AI-Powered Query Assistance

  • Integrating large language models (LLMs) can assist users in generating queries based on natural language descriptions, lowering the barrier for non-technical stakeholders.
  • AI-driven recommendations can optimize query execution by analyzing historical patterns and telemetry data relationships.
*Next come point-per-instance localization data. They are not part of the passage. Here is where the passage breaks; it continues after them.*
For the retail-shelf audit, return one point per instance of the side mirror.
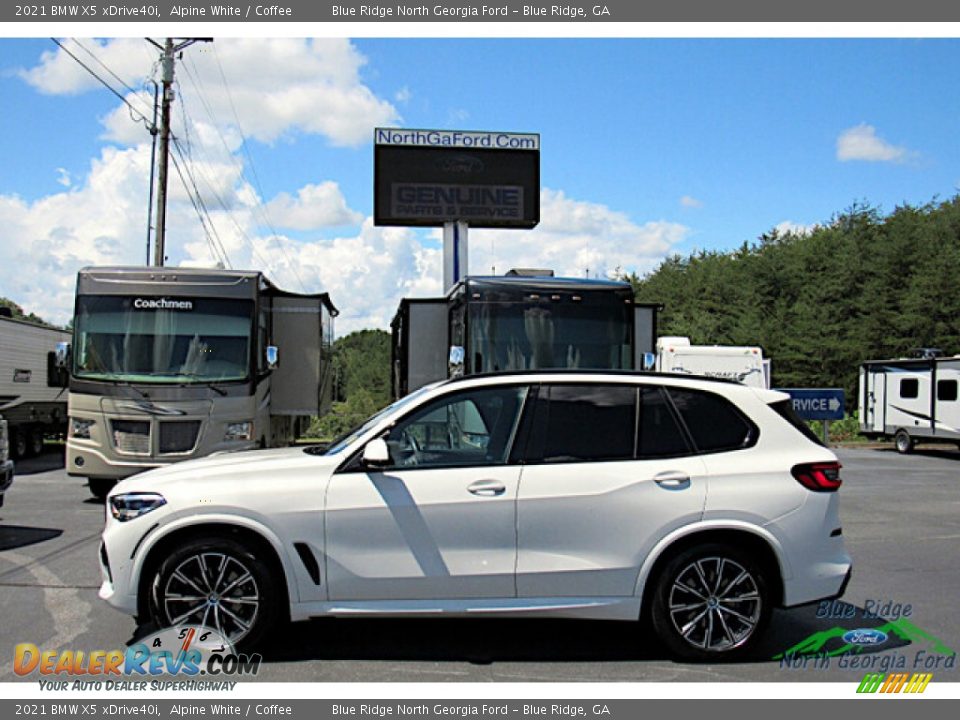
(273, 357)
(455, 361)
(376, 453)
(62, 355)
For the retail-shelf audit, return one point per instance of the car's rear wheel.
(36, 442)
(711, 603)
(19, 446)
(219, 583)
(903, 442)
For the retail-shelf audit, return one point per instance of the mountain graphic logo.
(831, 643)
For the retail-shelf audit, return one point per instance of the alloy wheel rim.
(714, 604)
(214, 590)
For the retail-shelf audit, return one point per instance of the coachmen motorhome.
(743, 364)
(169, 364)
(911, 400)
(33, 395)
(526, 320)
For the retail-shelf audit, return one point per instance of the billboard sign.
(817, 403)
(432, 177)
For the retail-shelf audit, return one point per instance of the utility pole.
(169, 49)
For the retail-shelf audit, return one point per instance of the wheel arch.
(760, 544)
(266, 545)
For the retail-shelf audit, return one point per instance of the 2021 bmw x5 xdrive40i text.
(579, 494)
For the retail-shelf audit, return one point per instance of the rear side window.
(588, 422)
(658, 434)
(909, 388)
(714, 423)
(784, 409)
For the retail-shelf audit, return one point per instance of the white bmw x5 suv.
(699, 503)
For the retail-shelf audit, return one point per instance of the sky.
(649, 147)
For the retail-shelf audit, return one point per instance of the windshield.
(533, 336)
(162, 340)
(348, 437)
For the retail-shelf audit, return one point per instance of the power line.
(253, 168)
(196, 199)
(104, 66)
(142, 117)
(220, 201)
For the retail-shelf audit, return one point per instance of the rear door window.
(587, 422)
(659, 434)
(714, 423)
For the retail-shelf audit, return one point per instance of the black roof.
(596, 372)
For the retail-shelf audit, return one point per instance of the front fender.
(708, 526)
(216, 517)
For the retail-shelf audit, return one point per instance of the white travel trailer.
(910, 400)
(33, 395)
(740, 363)
(169, 364)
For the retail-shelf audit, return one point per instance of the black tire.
(245, 615)
(100, 487)
(36, 443)
(903, 442)
(711, 603)
(19, 446)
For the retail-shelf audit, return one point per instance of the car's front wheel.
(903, 442)
(711, 603)
(219, 583)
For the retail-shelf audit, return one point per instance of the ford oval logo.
(461, 165)
(865, 636)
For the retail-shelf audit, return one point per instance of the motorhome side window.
(947, 390)
(588, 423)
(909, 388)
(660, 435)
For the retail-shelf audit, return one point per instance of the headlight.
(132, 505)
(239, 431)
(80, 428)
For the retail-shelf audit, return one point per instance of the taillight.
(819, 477)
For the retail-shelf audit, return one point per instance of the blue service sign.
(817, 403)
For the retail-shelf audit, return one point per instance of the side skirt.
(599, 608)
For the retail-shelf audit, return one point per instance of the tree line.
(864, 286)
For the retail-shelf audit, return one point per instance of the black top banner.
(497, 11)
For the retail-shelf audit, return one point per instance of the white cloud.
(278, 86)
(59, 74)
(315, 206)
(788, 227)
(861, 142)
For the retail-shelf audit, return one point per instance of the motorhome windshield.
(171, 340)
(529, 335)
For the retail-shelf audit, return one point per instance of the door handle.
(487, 488)
(672, 480)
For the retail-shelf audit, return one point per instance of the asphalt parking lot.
(901, 521)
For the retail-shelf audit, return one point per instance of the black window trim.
(916, 390)
(542, 401)
(353, 462)
(946, 382)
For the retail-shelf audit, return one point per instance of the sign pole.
(454, 253)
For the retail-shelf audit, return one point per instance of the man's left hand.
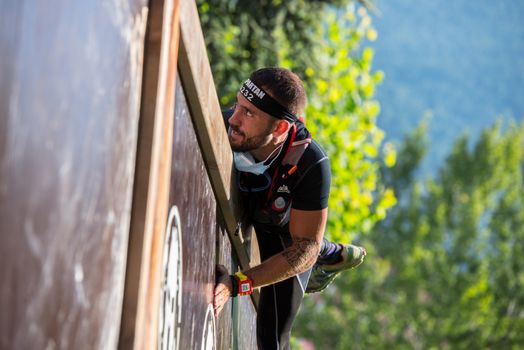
(222, 289)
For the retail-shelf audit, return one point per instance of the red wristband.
(245, 285)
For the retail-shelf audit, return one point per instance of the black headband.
(263, 101)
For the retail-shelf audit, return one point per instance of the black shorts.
(279, 302)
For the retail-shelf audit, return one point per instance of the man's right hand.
(222, 289)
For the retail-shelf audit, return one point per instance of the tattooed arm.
(307, 230)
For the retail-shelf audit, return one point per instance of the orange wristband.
(245, 285)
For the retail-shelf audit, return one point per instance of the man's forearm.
(295, 259)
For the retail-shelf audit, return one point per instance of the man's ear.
(281, 127)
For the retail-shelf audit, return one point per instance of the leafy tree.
(244, 35)
(445, 269)
(323, 45)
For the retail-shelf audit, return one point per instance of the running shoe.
(323, 274)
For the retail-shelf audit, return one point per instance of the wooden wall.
(70, 87)
(115, 180)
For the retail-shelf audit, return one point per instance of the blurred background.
(419, 105)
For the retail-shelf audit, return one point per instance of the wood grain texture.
(207, 117)
(151, 192)
(70, 82)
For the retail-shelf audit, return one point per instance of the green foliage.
(242, 36)
(445, 270)
(323, 45)
(342, 115)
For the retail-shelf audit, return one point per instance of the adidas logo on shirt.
(283, 189)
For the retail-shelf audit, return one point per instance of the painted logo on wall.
(170, 322)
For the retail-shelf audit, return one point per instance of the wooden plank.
(151, 192)
(70, 87)
(207, 117)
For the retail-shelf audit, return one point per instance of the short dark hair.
(284, 86)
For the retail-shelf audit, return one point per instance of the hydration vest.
(285, 178)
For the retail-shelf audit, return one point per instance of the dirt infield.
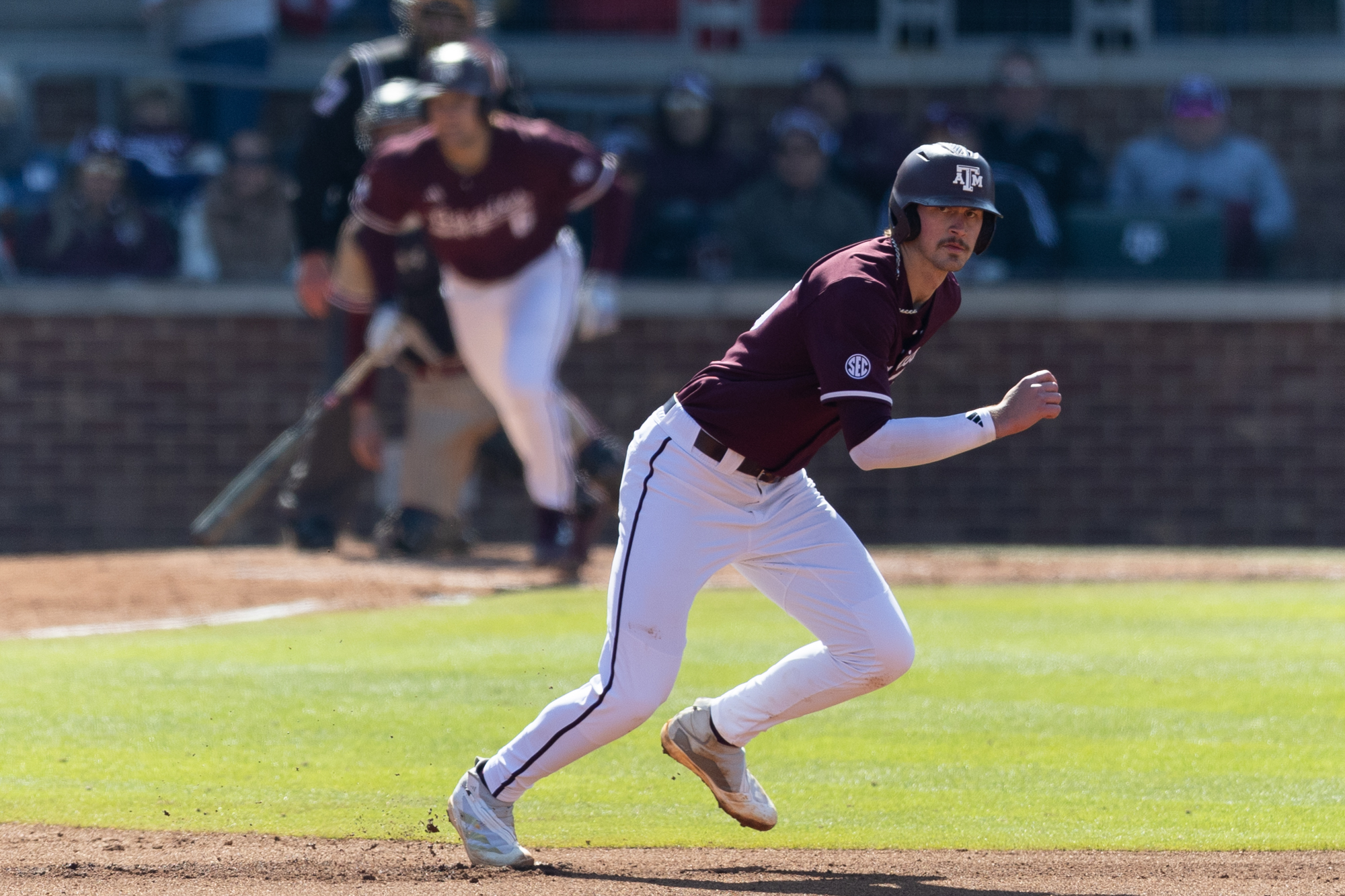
(65, 589)
(44, 860)
(190, 584)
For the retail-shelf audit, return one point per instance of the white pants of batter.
(512, 334)
(447, 421)
(683, 518)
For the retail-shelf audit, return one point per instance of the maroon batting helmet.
(942, 174)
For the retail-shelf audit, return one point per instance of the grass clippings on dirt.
(1122, 716)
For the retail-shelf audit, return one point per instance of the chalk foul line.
(225, 618)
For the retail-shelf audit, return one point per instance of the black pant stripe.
(617, 633)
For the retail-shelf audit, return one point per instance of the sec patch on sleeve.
(857, 366)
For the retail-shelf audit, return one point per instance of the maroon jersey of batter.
(490, 225)
(835, 342)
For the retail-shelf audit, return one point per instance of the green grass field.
(1160, 716)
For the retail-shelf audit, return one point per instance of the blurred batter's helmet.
(457, 67)
(393, 101)
(942, 174)
(404, 9)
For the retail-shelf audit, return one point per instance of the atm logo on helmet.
(969, 178)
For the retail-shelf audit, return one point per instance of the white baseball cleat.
(486, 825)
(689, 737)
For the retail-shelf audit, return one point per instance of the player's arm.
(879, 443)
(590, 181)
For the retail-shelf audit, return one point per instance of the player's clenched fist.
(1036, 397)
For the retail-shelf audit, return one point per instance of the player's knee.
(529, 386)
(630, 710)
(895, 655)
(888, 657)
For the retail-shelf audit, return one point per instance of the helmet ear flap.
(988, 232)
(906, 224)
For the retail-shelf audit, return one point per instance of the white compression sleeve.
(911, 442)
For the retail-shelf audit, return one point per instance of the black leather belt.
(715, 450)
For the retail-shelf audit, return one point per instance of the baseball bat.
(258, 477)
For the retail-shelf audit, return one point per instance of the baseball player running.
(494, 192)
(716, 477)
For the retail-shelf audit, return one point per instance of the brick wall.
(115, 432)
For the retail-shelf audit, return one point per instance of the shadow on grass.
(804, 883)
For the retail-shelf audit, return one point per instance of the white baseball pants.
(512, 335)
(683, 518)
(447, 421)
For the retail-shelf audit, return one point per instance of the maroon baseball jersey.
(490, 225)
(841, 335)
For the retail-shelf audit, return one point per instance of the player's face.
(387, 132)
(457, 118)
(948, 235)
(438, 22)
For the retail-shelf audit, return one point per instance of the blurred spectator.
(797, 214)
(1028, 239)
(689, 181)
(1023, 134)
(229, 37)
(1198, 163)
(157, 146)
(871, 146)
(243, 228)
(95, 228)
Example: User input: Show me average latency and error counts for the checkout service in the last hour.

Generated query:

SELECT avg(metrics.latency), count(logs.errors)
FROM telemetry_data
WHERE service = 'checkout-service' AND time_window = 'last 1 hour';

Holistic Observability Across Federated Environments

  • A unified query language will enable federated queries across diverse environments, with support for distributed execution and result aggregation.
  • Data gateways can handle language translation and execution in localized environments.
SELECT avg(cpu.usage), sum(memory.usage)
FROM telemetry_data
WHERE environment IN ('cloud1', 'cloud2') AND time_window = 'last 6 hours';

Conclusion: Shaping the Future of Observability

Query languages have evolved significantly, but their journey is far from over. As observability tools integrate AI and unify telemetry data streams, the way we interact with telemetry data will become more intuitive, accessible, and powerful. The future promises seamless, natural language-driven queries, cross-domain observability, and federated capabilities tailored for complex cloud environments.

The call to action is clear: embrace these advancements, contribute to open standards like TAG(Technical Advisory Group) Observability, and explore AI-driven tools to stay ahead in the ever-evolving observability landscape. By doing so, you’ll not only enhance your systems’ reliability but also unlock new opportunities for innovation and collaboration.